Café Nimbus — AWS Cloud Infrastructure

Five Phases

Every decision.
Every tradeoff.

Phase One

Get Online

Amazon S3 · Versioning · Lifecycle Policies · Cross-Region Replication

The Problem

Café Nimbus had no web presence. Customers were finding competitors instead. The site needed to be fast, cheap to run, and impossible to accidentally break during a content update.

What I Built

Static website on Amazon S3 with public access controlled entirely through bucket policy. S3 versioning enabled from day one. Lifecycle policies to transition older versions to S3-IA after 30 days. Cross-region replication as day-one non-negotiable.

Validated

Site live via S3 endpoint
403 confirmed before policy — access correctly blocked
File deleted and restored in under 60 seconds
Lifecycle rules confirmed active
Replication: object in destination bucket within 30 seconds

The Decision

Cross-region replication from day one. The counter-argument: Café Nimbus is too small for it. My counter: a regional outage hitting their only S3 bucket takes their entire web presence offline with no recovery option. Replication costs pennies at this scale.

The principle: Replication from day one, not after the first outage. The cost of preventing a disaster is always lower than the cost of recovering from one.

Phase Two

Get Dynamic

EC2 · LAMP Stack · AMI · Multi-Region Deployment

The Problem

A static site can display a menu. It cannot take orders, manage inventory, or run a real application. Café Nimbus needed a backend — and one that could be reproduced exactly if it ever had to be rebuilt.

What I Built

EC2 running a full LAMP stack — Linux, Apache, MySQL, PHP. After validating end-to-end (menu, order placement, data persistence), I created a golden AMI before touching anything else. From that AMI, launched an identical instance in a second region in minutes.

Validated

LAMP stack deployed, Apache accessible
Menu items loading correctly
Order placed and confirmed persisted
AMI created from configured instance
Second instance from AMI in alternate region — identical

The Decision

AMI before anything else.

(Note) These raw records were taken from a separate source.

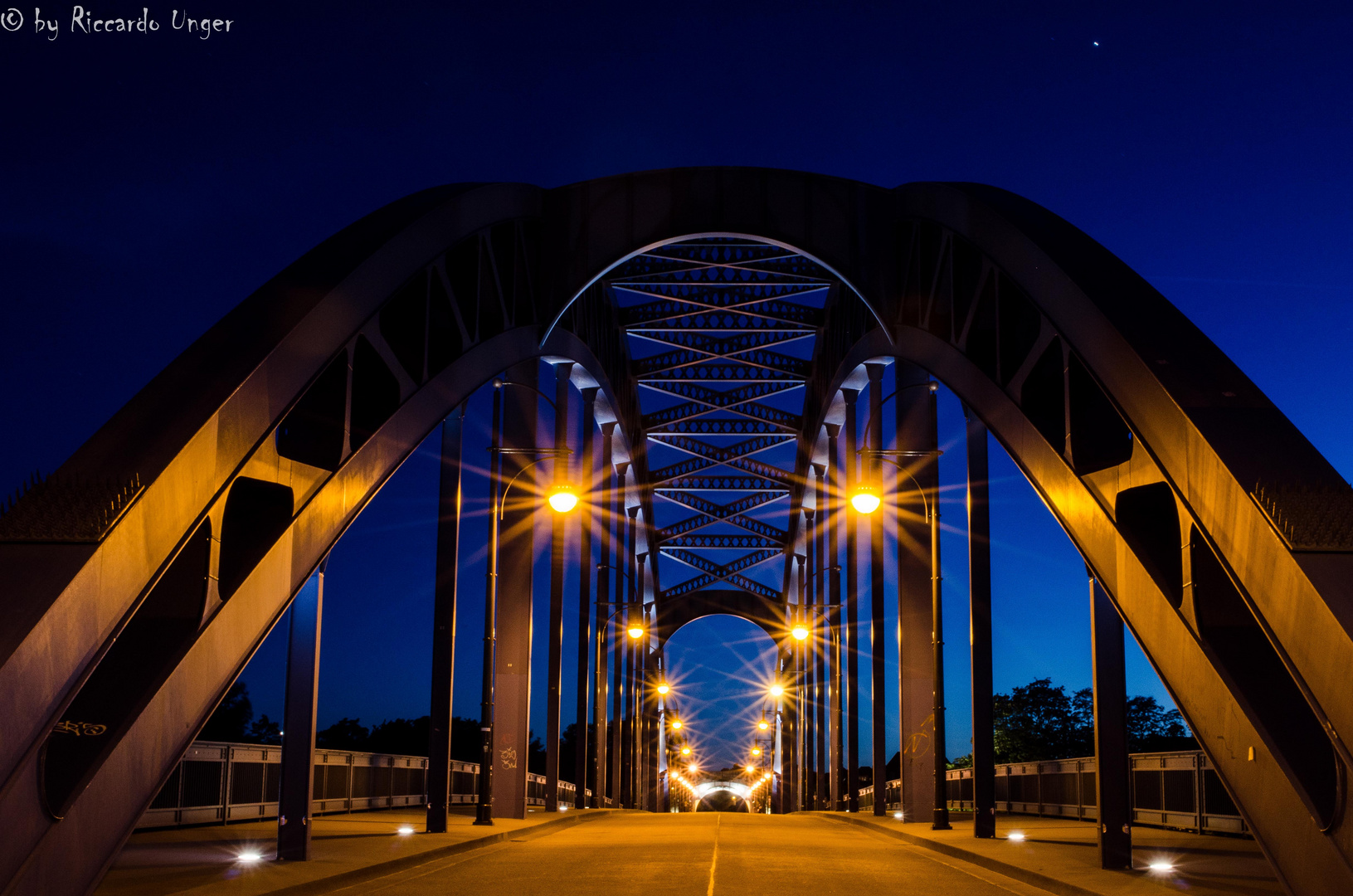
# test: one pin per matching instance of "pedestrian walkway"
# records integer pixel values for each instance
(345, 849)
(1061, 855)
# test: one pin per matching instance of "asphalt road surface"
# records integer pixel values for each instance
(698, 855)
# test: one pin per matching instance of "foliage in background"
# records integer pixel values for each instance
(1041, 722)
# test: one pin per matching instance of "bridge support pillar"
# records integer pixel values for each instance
(878, 692)
(851, 636)
(617, 690)
(587, 480)
(601, 666)
(516, 551)
(920, 705)
(820, 638)
(298, 743)
(444, 623)
(834, 504)
(1111, 763)
(980, 628)
(555, 647)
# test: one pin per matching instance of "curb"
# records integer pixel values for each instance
(405, 863)
(1022, 874)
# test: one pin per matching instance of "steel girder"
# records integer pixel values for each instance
(718, 329)
(1136, 431)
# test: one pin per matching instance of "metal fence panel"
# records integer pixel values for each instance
(1169, 789)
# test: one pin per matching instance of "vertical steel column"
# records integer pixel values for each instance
(604, 569)
(931, 484)
(559, 532)
(626, 772)
(484, 811)
(789, 734)
(444, 623)
(851, 606)
(834, 504)
(1111, 762)
(617, 694)
(587, 482)
(800, 700)
(920, 746)
(874, 477)
(298, 745)
(810, 666)
(639, 694)
(980, 628)
(514, 596)
(820, 635)
(651, 718)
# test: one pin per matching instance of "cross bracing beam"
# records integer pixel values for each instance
(765, 475)
(758, 360)
(777, 418)
(727, 484)
(722, 542)
(791, 268)
(712, 373)
(720, 304)
(705, 580)
(737, 450)
(720, 570)
(755, 290)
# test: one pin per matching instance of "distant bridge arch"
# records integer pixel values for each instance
(244, 462)
(737, 788)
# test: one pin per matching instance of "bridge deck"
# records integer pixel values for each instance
(635, 851)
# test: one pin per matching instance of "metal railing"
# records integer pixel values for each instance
(1169, 789)
(221, 782)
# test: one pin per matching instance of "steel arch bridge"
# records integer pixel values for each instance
(1219, 532)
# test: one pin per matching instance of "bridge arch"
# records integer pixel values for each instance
(737, 788)
(1132, 426)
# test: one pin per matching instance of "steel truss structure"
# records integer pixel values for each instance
(149, 567)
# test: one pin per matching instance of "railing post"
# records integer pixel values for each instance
(1111, 761)
(443, 626)
(298, 743)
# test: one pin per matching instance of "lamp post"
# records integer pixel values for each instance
(499, 499)
(868, 499)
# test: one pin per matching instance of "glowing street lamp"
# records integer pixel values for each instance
(563, 499)
(866, 499)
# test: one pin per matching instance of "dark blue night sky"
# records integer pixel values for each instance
(149, 183)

A manually configured server that only one person knows how to rebuild is a liability. An AMI is an asset. Every production environment should have a golden image before it serves a single real user.

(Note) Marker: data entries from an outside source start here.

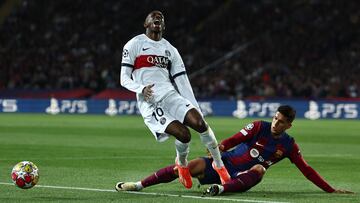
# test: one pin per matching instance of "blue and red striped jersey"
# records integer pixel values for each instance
(254, 144)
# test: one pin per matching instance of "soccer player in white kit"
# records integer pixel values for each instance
(150, 65)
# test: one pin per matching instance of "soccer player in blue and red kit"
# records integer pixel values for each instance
(246, 155)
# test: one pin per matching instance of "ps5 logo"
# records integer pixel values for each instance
(8, 105)
(258, 109)
(331, 110)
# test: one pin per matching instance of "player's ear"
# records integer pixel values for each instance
(289, 126)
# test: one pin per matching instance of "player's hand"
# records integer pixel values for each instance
(221, 148)
(148, 92)
(341, 191)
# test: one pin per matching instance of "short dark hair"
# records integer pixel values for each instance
(288, 111)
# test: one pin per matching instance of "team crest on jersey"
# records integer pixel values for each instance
(254, 153)
(125, 53)
(167, 53)
(249, 126)
(162, 120)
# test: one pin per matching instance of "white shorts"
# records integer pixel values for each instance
(159, 115)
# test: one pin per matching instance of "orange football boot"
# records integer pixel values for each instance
(184, 175)
(224, 175)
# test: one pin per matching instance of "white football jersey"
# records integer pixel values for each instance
(150, 62)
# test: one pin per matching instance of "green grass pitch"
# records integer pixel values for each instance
(91, 151)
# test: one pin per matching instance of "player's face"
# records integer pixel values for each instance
(279, 124)
(155, 22)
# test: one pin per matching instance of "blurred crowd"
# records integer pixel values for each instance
(298, 49)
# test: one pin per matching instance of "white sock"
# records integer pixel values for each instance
(209, 140)
(182, 151)
(139, 185)
(221, 189)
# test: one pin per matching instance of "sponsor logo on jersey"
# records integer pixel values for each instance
(150, 61)
(167, 53)
(158, 61)
(249, 126)
(278, 154)
(254, 153)
(125, 53)
(162, 121)
(258, 144)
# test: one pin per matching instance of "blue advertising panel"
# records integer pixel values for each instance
(241, 109)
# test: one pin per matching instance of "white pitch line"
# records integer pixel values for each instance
(152, 193)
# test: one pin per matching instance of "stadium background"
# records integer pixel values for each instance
(244, 58)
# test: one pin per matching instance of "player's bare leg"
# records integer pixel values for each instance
(183, 137)
(194, 120)
(243, 182)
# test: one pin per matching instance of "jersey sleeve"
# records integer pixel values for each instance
(127, 65)
(245, 134)
(178, 73)
(308, 171)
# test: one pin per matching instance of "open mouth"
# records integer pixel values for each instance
(157, 22)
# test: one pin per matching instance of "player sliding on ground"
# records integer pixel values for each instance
(149, 66)
(247, 155)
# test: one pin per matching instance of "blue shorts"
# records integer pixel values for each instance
(211, 176)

The principle: A manually configured server is a liability. An AMI is an asset. The cost of creating it is an hour. The cost of not having it is a full rebuild under pressure.

Phase Three

Get Secure

Custom VPC · Bastion Host · NAT Gateway · Network ACLs

The Problem

Café Nimbus was going public with their platform. Their infrastructure had no meaningful network boundaries — everything was reachable from everywhere. Security had to be layered. A single misconfigured security group should not be enough to expose the entire backend.

What I Built

Custom VPC with /16 CIDR. Public subnet for ALB and bastion only. Private subnet for all application servers and the database — no public IPs, ever. NAT Gateway for outbound-only private traffic. Network ACLs as a stateless second layer of defence.

Validated

Private instances unreachable via direct connection
Bastion SSH confirmed as only entry path
NAT Gateway routing confirmed for private outbound
NACL deny rules blocked traffic as expected
Permitted traffic passed normally

The Decision

Security groups + NACLs in combination. Security groups are stateful — they remember connections. NACLs are stateless — they evaluate every packet independently. Having both means a misconfigured security group doesn't automatically become an open door.

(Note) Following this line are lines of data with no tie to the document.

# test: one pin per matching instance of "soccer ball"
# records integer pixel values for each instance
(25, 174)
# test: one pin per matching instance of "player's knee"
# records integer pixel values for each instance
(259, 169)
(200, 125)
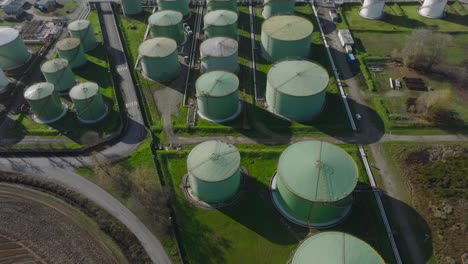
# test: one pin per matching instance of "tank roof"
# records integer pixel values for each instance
(165, 18)
(335, 248)
(317, 171)
(219, 47)
(287, 27)
(213, 161)
(298, 77)
(39, 91)
(159, 47)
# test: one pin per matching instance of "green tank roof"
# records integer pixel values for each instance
(213, 161)
(317, 171)
(298, 77)
(336, 248)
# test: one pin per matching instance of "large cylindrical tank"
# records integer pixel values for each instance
(131, 7)
(58, 73)
(159, 59)
(71, 50)
(82, 30)
(13, 52)
(218, 96)
(220, 23)
(314, 182)
(432, 8)
(87, 100)
(219, 53)
(336, 247)
(286, 37)
(296, 89)
(214, 171)
(178, 5)
(45, 103)
(277, 7)
(167, 23)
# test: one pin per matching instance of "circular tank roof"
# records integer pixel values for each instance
(287, 28)
(39, 91)
(7, 35)
(219, 47)
(213, 161)
(159, 47)
(220, 18)
(317, 171)
(298, 77)
(84, 91)
(216, 84)
(335, 248)
(165, 18)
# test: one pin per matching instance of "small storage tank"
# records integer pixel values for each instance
(313, 184)
(286, 37)
(432, 8)
(159, 59)
(58, 73)
(218, 96)
(45, 103)
(178, 5)
(220, 23)
(214, 171)
(336, 247)
(87, 101)
(13, 52)
(82, 30)
(167, 23)
(296, 89)
(219, 53)
(71, 50)
(277, 7)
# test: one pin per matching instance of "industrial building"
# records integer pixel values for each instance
(72, 50)
(313, 184)
(57, 72)
(159, 59)
(82, 30)
(45, 103)
(167, 23)
(336, 247)
(13, 52)
(296, 89)
(218, 96)
(214, 171)
(219, 53)
(220, 23)
(88, 103)
(286, 37)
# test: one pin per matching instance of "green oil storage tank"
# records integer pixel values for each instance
(13, 52)
(277, 7)
(58, 73)
(219, 53)
(313, 184)
(296, 89)
(82, 30)
(159, 59)
(335, 248)
(87, 100)
(131, 7)
(214, 171)
(218, 96)
(220, 23)
(167, 23)
(71, 50)
(286, 37)
(45, 103)
(178, 5)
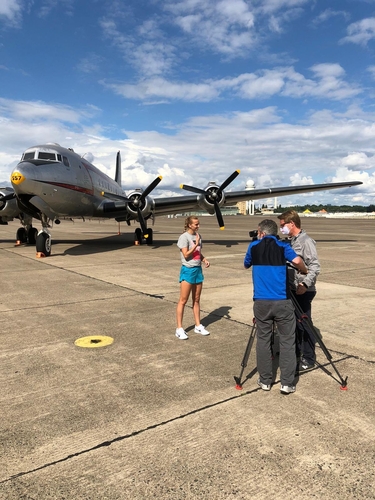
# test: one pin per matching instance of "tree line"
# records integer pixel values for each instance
(329, 208)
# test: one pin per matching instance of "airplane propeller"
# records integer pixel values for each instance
(137, 202)
(7, 197)
(213, 194)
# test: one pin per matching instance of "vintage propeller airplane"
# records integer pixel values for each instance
(51, 183)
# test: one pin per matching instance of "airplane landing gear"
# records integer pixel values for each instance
(26, 234)
(43, 244)
(140, 238)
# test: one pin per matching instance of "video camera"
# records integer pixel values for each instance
(253, 235)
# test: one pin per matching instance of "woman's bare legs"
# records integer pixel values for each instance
(196, 296)
(185, 289)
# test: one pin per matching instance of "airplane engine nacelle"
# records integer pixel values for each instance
(137, 202)
(206, 202)
(8, 208)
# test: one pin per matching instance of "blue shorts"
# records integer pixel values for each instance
(192, 275)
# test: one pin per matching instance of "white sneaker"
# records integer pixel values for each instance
(287, 389)
(201, 329)
(181, 334)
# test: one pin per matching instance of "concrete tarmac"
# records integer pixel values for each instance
(151, 416)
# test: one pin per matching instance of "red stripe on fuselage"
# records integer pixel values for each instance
(72, 187)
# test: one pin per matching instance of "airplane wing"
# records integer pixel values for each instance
(204, 200)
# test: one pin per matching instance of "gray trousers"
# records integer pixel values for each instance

The principle: No backend resource ever got a public IP. A single misconfigured security group without NACLs as a backstop is one mistake from a complete exposure.

Phase Four

Get Scalable

Application Load Balancer · Auto Scaling Group · Multi-AZ

The Problem

A single EC2 instance — no matter how well configured — is a single point of failure. When traffic spikes during a promotion, the site goes down. When the instance fails, the business goes dark. Neither is acceptable for a company preparing for national expansion.

What I Built

Application Load Balancer across two Availability Zones. Auto Scaling Group triggered by CPU utilization — not a schedule. Minimum instances maintained, scale-out on threshold breach, scale-in when load drops. Health checks replace failed instances automatically.

Validated

ALB distributing traffic across both AZs
Load simulation triggered scale-out within 90 seconds
Instance manually terminated mid-test — no visible interruption
ASG replaced terminated instance automatically
Scale-in confirmed when load dropped

The Decision

CPU utilization trigger, not scheduled scaling. Traffic is demand-driven, not time-predictable. Scheduling assumes you know when customers will come. Utilization-based scaling responds to what's actually happening.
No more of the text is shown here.